The sheboon, not content, comes back later for round two. This time, she slams her hands down on the keyboard so hard that the whole instrument collapses onto the floor. In a display of faux remorse, the sheboon starts spewing some half-hearted apologies, all while reaching into the collection bucket and helping herself to a handful of the ricecel's hard-earned cash. And what does our fearless piano player do? Absolutely nothing, of course.
The Ricecel, being the pussy that he is, just stands there and takes it. Being raised on a diet of rice and bat soup, he knew he was no match for the sheboon, who, with her powerful build and intimidating demeanor, could probably have beaten the ricecel in a fistfight blindfolded and with one hand tied behind her back.
The sheboon was wearing a wig that looked like it was stolen from a mannequin, so she probably pocketed the ricecel's cash to fund her next wig-shopping heist, and used the left over change for a piping hot bucket of fried chicken and a juicy slice of watermelon.
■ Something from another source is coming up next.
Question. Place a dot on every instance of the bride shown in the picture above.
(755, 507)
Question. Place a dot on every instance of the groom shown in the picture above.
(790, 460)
After the sheboon sauntered off, another guy comes along and takes pity on the ricecel, dropping some money into the bucket to make up for what was stolen. The Ricecel then says, "This restores my faith in humanity." This guy just got publicly humiliated, had his instrument destroyed, and his money stolen, all by a female, and he's ready to declare his faith in humanity restored because some random dude threw a few bucks his way out of pity. It's like he's so desperate for any shred of kindness or validation that he'll latch onto even the most meager of scraps.